A University of Louisville-born invention designed to treat cancer by targeting the RAS protein has been licensed by California-based Qualigen Therapeutics Inc., which has previously sponsored research on the therapy. Qualigen plans to fund continued development at UofL and ultimately ready the new treatment for market.

When mutated, the RAS protein turns into a “stuck accelerator pedal” and leads to proliferation of cancer cells, according to UofL researcher Geoffrey Clark, who co-invented the technology with colleagues John Trent and Joe Burlison. The technology targets the protein but has little impact on healthy cells. “Normally, it gets pressed when you need to grow and then the foot comes off and the cell slows down,” said Clark, professor of pharmacology and toxicology at UofL. “When it becomes mutated, the accelerator’s jammed on, with cells continuing to grow and ultimately becoming a cancerous tumor.”

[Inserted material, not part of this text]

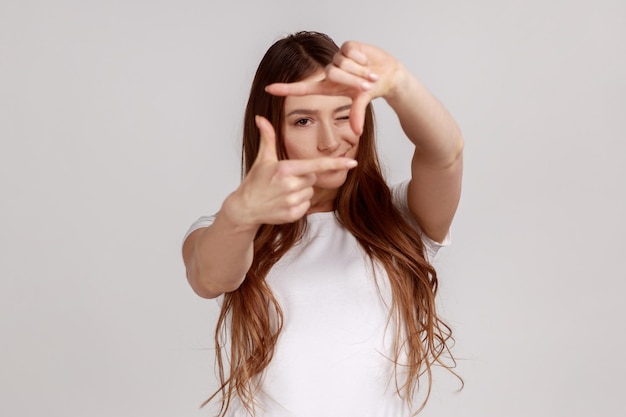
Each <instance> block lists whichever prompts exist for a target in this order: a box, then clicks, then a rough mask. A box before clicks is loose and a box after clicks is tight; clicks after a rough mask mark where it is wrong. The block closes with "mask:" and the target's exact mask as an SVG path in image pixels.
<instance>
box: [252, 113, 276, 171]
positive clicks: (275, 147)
mask: <svg viewBox="0 0 626 417" xmlns="http://www.w3.org/2000/svg"><path fill="white" fill-rule="evenodd" d="M254 121H255V123H256V126H257V127H258V128H259V130H260V131H261V141H260V143H259V153H258V154H257V156H256V160H257V161H278V152H277V151H276V132H275V131H274V127H273V126H272V124H271V123H270V122H269V120H267V119H266V118H265V117H263V116H255V118H254Z"/></svg>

Many current non-targeted treatments, such as chemotherapy, can hurt both healthy and cancerous cells, leading to painful side effects. By some estimates, targeting this mutation could stop the growth of at least a third of human tumors.

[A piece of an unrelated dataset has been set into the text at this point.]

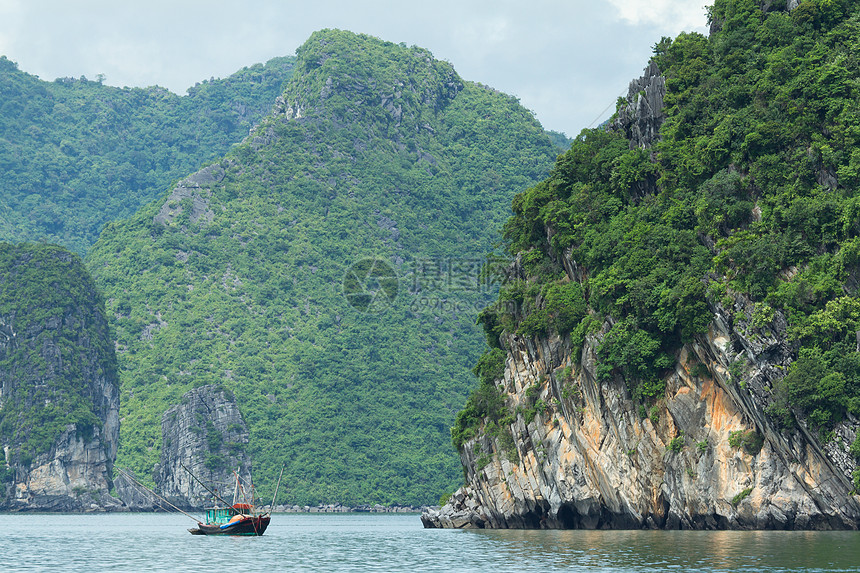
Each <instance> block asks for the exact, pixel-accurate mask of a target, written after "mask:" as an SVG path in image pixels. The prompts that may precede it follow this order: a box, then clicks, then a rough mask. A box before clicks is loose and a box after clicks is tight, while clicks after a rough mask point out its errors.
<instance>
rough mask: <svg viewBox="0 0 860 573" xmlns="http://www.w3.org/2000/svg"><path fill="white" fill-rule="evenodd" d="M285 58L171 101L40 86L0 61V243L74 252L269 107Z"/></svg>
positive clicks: (128, 214) (204, 159) (171, 179)
mask: <svg viewBox="0 0 860 573" xmlns="http://www.w3.org/2000/svg"><path fill="white" fill-rule="evenodd" d="M294 61H295V60H294V58H291V57H287V58H275V59H272V60H270V61H269V62H267V63H266V64H265V65H262V64H257V65H254V66H251V67H249V68H244V69H242V70H240V71H239V72H237V73H235V74H233V75H232V76H230V77H228V78H225V79H219V80H214V79H213V80H211V81H206V82H203V83H201V84H197V85H196V86H194V87H192V88H190V89H189V90H188V95H186V96H184V97H180V96H178V95H176V94H173V93H171V92H169V91H167V90H165V89H163V88H159V87H150V88H133V89H132V88H122V89H120V88H114V87H109V86H106V85H103V84H102V83H101V82H100V81H89V80H87V79H86V78H83V77H82V78H80V79H75V78H60V79H57V80H55V81H53V82H46V81H42V80H40V79H38V78H37V77H35V76H32V75H29V74H27V73H24V72H22V71H20V70H18V68H17V66H16V65H15V64H14V63H13V62H11V61H9V60H8V59H6V58H5V57H0V190H2V194H0V240H7V241H22V240H32V239H33V238H44V239H46V240H49V241H51V242H56V243H60V244H62V245H64V246H65V247H67V248H69V249H72V250H74V251H76V252H78V253H80V254H83V253H85V252H86V250H87V249H88V248H89V247H90V246H91V245H92V243H94V242H95V240H96V238H97V237H98V235H99V233H100V232H101V228H102V226H103V225H104V224H105V223H106V222H109V221H112V220H114V219H117V218H120V217H128V216H130V215H131V214H132V213H134V212H135V211H136V210H137V209H138V208H139V207H141V206H142V205H145V204H146V203H148V202H149V201H151V200H153V199H154V198H155V197H157V196H158V194H159V193H161V192H163V190H164V189H165V188H166V187H167V186H168V185H170V184H171V183H172V182H173V181H176V180H177V179H179V178H180V177H182V176H184V175H186V174H188V173H189V172H190V171H193V170H195V169H197V168H198V167H199V166H200V165H201V164H202V163H203V162H204V161H211V160H212V159H214V158H216V157H219V156H221V155H223V154H224V153H225V152H226V151H227V150H229V148H230V146H231V145H233V144H234V143H236V142H238V141H241V140H242V138H243V137H245V136H246V135H247V134H248V130H249V129H250V128H251V127H252V126H253V125H255V124H256V123H257V122H258V121H259V120H260V118H261V117H263V116H265V115H266V114H267V113H268V112H269V110H270V109H271V106H272V103H273V102H274V100H275V97H276V96H277V95H278V94H280V93H281V90H282V87H283V84H284V83H285V82H286V80H287V79H288V78H289V77H290V74H291V71H292V65H293V62H294Z"/></svg>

“The patient impact could be extremely broad because RAS is involved in a lot of different cancers,” Trent said. “It’s one of the holy grails that there has been limited success in targeting.”

Trent leads the Molecular Modeling Facility at UofL Health-James Graham Brown Cancer Center.

Trent used a statewide supercomputing initiative to run through millions of cancer-fighting drug possibilities in a matter of days, resulting ub a drug that could inhibit the deregulated RAS protein. 

Qualigen holds an exclusive license to the technology through the UofL Commercialization EPI-Center, which works with startups and industry to commercialize university-owned technologies. This license agreement builds on a sponsored research agreement with Qualigen, which has licensed other UofL technologies for fighting COVID-19 and cancer.

“Partnering on this new cancer-fighting technology is another example of the relationship we’ve developed with the University of Louisville,” said Michael Poirier, CEO of Qualigen. “We look forward to working with UofL and to advancing this important clinical program with the goal of developing an effective treatment for this unmet need.”